Member of the Week: Monica Perales

Monica Perales. Photos owned by PeralesMonica Perales

Associate Professor of History and Director of the Center for Public History

University of Houston

@mperaleshtx

Describe your current research. What about it drew your interest? 

My current research blends my interests in Mexican American, labor, and food history. I’m working on a book project that explores Mexican women’s food labor in Texas — this grew out of some of the stories I found of Mexican women’s food experiences and entrepreneurship in my first book, Smeltertown. Mexican women played a central role in cultivating, processing, and selling the food that fed Texans and tourists alike. I’m also interested in exploring the cultural dimensions of the work they performed within their families and communities as well as in broader ways to help define a regional cuisine — how Mexican women’s bodies and images, for example, were used to cultivate ideas about authenticity. Building on my oral history interests, I’m also working with my colleagues in the UH Center for Public History to launch an oral history project called “Resilient Houston: Documenting Hurricane Harvey,” which will be a multi-year project to collect the first-hand accounts of a range of Houstonians and how they experienced this historic storm.

Describe what you are currently teaching. How does your teaching relate to your scholarship?

Over the last few years, my teaching has gravitated towards food and public history, and even more so in my new role as the Director of our Center for Public History (CPH). This coming spring, I’ll be teaching Introduction to Public History — the first time this course has been offered at the undergraduate level in quite some time. In our work at CPH, we see the city of Houston as a vital laboratory, it is a place where the local is global. Through this class, I hope to get students to appreciate the ways in which history doesn’t just exist in classrooms and textbooks, but in our communities. One of or projects will be to work with archivists at the Houston Metropolitan Research Center to examine the changing landscape of Houston’s East End, a historic Mexican American neighborhood that has been undergoing rapid change in recent years.

What recent or forthcoming publications are you excited about, either of your own or from other scholars?

Jerry Gonzalez’s In Search of the Mexican Beverly Hills: Latino Suburbanization in Postwar Los Angeles (Rutgers University Press, 2017) offers a new perspective on post-war Mexican American History and suburban history — this is an important addition to both fields. I am also very excited about Miroslava Chavez Garcia’s Migrant Longing: Letter Writing across the U.S.-Mexico Borderlands (University of North Carolina Press, 2018). This book, based on a collection of 300 personal letters exchanged by her parents and family members offers a fascinating look at how people created and sustained lives across the borderlands in the latter part of the 20th century. It is a truly beautiful book that humanizes immigration and immigrants, focusing on their hopes, desires, and sometimes failures.

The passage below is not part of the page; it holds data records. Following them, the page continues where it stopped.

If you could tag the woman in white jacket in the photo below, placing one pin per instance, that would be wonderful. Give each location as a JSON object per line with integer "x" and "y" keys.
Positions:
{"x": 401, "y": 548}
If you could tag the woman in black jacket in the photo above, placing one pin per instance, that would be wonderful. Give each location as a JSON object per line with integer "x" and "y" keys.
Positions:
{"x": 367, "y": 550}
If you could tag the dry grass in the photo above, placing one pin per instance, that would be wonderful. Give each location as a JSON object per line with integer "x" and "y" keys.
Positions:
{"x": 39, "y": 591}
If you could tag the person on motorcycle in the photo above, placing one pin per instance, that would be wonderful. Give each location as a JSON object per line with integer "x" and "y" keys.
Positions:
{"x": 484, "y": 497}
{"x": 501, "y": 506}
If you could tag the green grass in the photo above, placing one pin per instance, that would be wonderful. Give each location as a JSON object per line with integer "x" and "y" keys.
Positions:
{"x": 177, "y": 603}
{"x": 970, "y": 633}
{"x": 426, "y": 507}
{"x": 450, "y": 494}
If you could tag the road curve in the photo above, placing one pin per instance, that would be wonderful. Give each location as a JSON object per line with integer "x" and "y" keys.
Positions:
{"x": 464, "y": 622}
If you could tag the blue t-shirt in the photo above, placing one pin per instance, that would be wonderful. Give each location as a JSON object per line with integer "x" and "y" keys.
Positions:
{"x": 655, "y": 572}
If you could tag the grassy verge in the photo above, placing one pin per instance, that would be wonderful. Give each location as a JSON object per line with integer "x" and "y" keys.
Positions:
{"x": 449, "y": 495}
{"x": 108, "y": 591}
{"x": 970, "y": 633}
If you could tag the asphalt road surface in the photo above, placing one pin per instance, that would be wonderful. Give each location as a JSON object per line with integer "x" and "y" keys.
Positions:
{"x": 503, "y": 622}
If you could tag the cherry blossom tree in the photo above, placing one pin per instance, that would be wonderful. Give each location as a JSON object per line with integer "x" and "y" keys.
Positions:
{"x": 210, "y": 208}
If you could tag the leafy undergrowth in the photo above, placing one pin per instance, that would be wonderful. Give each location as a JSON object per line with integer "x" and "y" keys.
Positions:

What advice do you have for young scholars preparing themselves for a career related to urban history or urban studies? 

I believe that everyone has an important story to tell. In my research and teaching, I am guided by the conviction that by telling these stories – of everyday people and communities – the historical discipline enables us to move toward a more civil society and a place where we can understand our shared humanity. I think this is especially important when we think about cities and urban spaces, and what they mean to the people who inhabit them. My advice to scholars starting out in this field is to be open to listening to people tell their stories on their own terms, and to be willing to learn from them.

What cookbook (or book about food) should be on every urbanist-foodie’s shelf?

What a great question! I have been reading a lot of food books lately, and food studies is such a rich resource for understanding the history and culture of a city. I love teaching Jane Ziegelman’s 97 Orchard: An Edible History of Five Immigrant Families in One New York Tenement (Harper 2011), which does a really great job of showing how immigrant cuisine in New York adapted to the realities of urban life. For cookbooks, I’m currently loving Sandra A. Gutierrez’s Empanadas: The Hand Held Pies of Latin America and Lesley Tellez’s Eat Mexico: Recipes and Stories from Mexico City’s Streets, Markets, and Fondas.